The same transform with reverse=true does the opposite — given an already-redacted token, it generates a new, random, category-shaped value.

InputBehavior
Starts with REDACTED- and the category is recognizedA fresh random value of the right shape is emitted (e.g. a new UUID, a new email-shaped string).
Starts with REDACTED- but the category cannot be parsedThe token is returned unchanged.
Does not start with REDACTED-Falls back to the default redaction path — i.e. the value is redacted normally.

This is the mechanism for "make redacted recordings useful for replay" — you can capture a redacted snapshot, then in a replay chain use dlp_field(reverse=true) to materialize plausible values for the SUT.

Why "no DLP configuration is necessary"

Unlike dlp_json, dlp_field does not call into the engine's key-blocking logic. Whatever the chain selects gets redacted. The DLP engine still needs to be present (the transform errors with dlp redactor is missing if not), but its redact list is not consulted to decide whether to act.

Configuration

"type": "dlp_field",
"config": {
"reverse": "<true|false>"
}
ParameterRequiredDefaultDescription
reverseNofalseWhen true, regenerate values from existing REDACTED-* tokens instead of redacting. Non-redacted tokens still fall through to the default redaction path.

Output Format

REDACTED-<CATEGORY>-<HASH>
  • CATEGORY examples: UUID, EMAIL, SSN, CREDIT_CARD, JWT, PHONE_NUMBER, IP, DATETIME. The set is the data pattern catalog Speedscale's DLP engine knows about. Category appears only when data pattern discovery is enabled.
  • HASH is derived from the original token's bytes, so the same input value always produces the same redacted output.

This determinism matters: a request that originally carried the same customer ID across multiple fields will, after redaction, carry the same redacted token across those fields, preserving relational integrity for downstream consumers (and signature matching).

Examples

Example 1 — Redact a customer ID

{
"type": "dlp_field"
}
req_body() → json_path(path="customerId") → dlp_field()
BeforeAfter
4E216B8D-E6CE-4FC6-B566-D44ACB6642F4REDACTED-UUID-B2291A2A7EED78CDB627354103A6EBA35D2E448C20C831ECFC7F3C3B18432F31
john.doe@example.comREDACTED-EMAIL-8F14E45FCEEA167A5A36DEDD4BEA2543
123-45-6789REDACTED-SSN-A665A45920422F9D417E4867EFDC4FB8A04A1F3FFF1FA07E998E86F7F7A27AE3
4532-1234-5678-9012REDACTED-CREDIT_CARD-C3499C2729730A7F807EFB8676A92DCB6F8A3F8F

Example 2 — Redact an Authorization header

http_req_header(header="Authorization") → dlp_field()

The header's value is replaced with a redacted token. If the value is a JWT, the category will be JWT.

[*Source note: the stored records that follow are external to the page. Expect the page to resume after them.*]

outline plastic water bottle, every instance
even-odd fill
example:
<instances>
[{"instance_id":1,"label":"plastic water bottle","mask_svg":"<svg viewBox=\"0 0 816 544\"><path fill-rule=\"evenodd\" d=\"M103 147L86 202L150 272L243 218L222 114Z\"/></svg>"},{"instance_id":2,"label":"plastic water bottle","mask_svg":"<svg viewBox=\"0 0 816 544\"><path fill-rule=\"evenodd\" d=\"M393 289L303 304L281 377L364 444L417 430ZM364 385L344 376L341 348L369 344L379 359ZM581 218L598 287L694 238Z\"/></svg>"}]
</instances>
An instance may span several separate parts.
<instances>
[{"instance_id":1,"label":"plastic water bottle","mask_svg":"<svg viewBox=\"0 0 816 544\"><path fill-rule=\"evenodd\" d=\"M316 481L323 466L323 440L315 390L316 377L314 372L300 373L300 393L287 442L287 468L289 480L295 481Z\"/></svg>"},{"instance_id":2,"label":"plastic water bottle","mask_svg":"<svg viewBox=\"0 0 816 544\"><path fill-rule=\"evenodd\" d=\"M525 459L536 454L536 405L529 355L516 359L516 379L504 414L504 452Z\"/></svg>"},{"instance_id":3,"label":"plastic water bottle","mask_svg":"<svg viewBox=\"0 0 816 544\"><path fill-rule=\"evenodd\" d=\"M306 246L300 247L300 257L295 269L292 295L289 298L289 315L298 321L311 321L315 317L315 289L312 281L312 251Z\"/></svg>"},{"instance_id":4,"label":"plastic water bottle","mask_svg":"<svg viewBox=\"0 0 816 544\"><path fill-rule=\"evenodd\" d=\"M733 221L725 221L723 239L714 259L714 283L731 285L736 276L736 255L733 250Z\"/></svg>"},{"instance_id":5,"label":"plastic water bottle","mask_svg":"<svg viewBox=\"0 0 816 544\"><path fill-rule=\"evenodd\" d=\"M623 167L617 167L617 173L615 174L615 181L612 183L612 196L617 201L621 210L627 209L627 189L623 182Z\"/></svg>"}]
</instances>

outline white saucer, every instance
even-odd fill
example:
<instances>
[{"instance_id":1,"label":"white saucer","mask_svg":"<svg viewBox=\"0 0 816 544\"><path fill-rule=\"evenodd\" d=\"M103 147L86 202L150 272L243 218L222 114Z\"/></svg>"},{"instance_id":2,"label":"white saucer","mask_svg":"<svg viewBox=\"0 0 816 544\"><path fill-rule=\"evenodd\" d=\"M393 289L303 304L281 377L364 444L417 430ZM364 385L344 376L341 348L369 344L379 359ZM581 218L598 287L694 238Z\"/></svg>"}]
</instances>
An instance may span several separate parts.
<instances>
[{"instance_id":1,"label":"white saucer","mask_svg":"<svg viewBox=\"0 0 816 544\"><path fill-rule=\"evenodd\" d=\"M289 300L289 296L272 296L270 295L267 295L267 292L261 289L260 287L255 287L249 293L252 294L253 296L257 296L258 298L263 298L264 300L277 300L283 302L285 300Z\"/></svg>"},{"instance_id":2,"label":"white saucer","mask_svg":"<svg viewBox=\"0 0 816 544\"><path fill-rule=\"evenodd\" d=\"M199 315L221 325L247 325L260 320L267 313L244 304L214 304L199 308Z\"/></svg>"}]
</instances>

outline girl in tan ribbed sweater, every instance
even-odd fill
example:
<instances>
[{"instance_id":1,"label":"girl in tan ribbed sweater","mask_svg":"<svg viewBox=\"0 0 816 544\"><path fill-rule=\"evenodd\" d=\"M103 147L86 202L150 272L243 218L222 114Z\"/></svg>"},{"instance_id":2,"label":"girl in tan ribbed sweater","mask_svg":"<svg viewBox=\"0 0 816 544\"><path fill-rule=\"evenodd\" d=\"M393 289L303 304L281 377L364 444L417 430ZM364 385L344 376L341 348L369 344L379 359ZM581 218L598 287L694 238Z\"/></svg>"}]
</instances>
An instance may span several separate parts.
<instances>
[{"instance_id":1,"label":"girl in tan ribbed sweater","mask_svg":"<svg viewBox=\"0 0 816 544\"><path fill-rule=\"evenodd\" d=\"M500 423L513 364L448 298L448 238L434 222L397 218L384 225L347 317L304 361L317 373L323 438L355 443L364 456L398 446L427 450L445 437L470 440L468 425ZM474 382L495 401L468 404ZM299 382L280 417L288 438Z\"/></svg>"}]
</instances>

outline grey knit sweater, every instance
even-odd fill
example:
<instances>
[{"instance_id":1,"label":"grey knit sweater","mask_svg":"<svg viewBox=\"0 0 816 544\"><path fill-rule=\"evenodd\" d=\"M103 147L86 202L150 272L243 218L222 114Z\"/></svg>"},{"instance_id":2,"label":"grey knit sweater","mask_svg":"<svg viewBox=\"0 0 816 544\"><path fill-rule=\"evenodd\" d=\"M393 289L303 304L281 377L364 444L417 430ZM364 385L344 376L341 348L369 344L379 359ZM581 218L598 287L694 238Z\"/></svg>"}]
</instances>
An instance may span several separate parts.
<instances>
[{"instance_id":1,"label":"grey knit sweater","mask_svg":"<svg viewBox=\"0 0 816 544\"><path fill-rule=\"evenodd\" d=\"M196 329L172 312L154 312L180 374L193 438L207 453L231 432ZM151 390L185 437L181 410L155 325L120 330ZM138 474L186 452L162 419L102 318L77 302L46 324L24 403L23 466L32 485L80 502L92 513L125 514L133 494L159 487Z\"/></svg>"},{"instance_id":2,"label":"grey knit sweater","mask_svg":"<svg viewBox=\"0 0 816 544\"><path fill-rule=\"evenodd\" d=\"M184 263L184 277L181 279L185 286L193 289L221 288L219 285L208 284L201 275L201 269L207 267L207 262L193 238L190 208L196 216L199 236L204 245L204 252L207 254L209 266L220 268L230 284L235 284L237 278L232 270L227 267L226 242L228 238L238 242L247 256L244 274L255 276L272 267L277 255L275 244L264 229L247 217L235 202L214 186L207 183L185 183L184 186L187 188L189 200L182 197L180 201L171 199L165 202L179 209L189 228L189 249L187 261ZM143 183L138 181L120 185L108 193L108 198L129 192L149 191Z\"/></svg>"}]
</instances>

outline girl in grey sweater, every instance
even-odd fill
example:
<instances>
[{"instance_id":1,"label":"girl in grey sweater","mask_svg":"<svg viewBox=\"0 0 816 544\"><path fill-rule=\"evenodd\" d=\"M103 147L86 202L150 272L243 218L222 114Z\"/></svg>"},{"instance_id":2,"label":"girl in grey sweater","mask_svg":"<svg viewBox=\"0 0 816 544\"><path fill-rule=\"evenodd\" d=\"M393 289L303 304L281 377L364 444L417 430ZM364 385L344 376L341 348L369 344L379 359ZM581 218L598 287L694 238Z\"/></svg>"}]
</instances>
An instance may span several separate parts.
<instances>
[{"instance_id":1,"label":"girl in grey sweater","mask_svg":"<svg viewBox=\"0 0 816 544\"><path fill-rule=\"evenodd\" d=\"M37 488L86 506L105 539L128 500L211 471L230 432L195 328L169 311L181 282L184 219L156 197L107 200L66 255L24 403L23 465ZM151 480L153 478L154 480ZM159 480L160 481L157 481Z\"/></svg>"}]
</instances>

Example 3 — Reverse: regenerate plausible values from a redacted recording

{
"type": "dlp_field",
"config": {
"reverse": "true"
}
}
req_body() → json_path(path="customerId") → dlp_field(reverse=true)
BeforeAfter
REDACTED-EMAIL-abc123def4A fresh email-shaped string
REDACTED-UUID-abc123def4A fresh UUID
user@example.com (not redacted)REDACTED-EMAIL-<hash> (falls back to redaction)
REDACTED-INVALID_PATTERN-abc123REDACTED-INVALID_PATTERN-abc123 (unrecognized category, returned unchanged)

Example 4 — Same input produces the same redacted output

Run dlp_field on customer-42 in two different RRPairs. Both produce the same REDACTED-<category>-<hash> token, so any signature that depends on the same customer ID appearing in two places will still match after redaction.

Common Misconceptions

  1. "dlp_field consults the DLP redact list." No. It redacts unconditionally. The redact list governs dlp_json; it does not gate dlp_field.

  2. "The hash is random." No. It is deterministic — the same input always produces the same output. This preserves cross-field relationships and signature stability.

  3. "reverse=true undoes a specific previous redaction." No. It generates a new plausible value of the same category. It does not recover the original.

  4. "reverse=true will only act on redacted tokens." No. Non-redacted tokens fall through to the standard redaction path. If you only want to act on redacted inputs, gate the chain upstream.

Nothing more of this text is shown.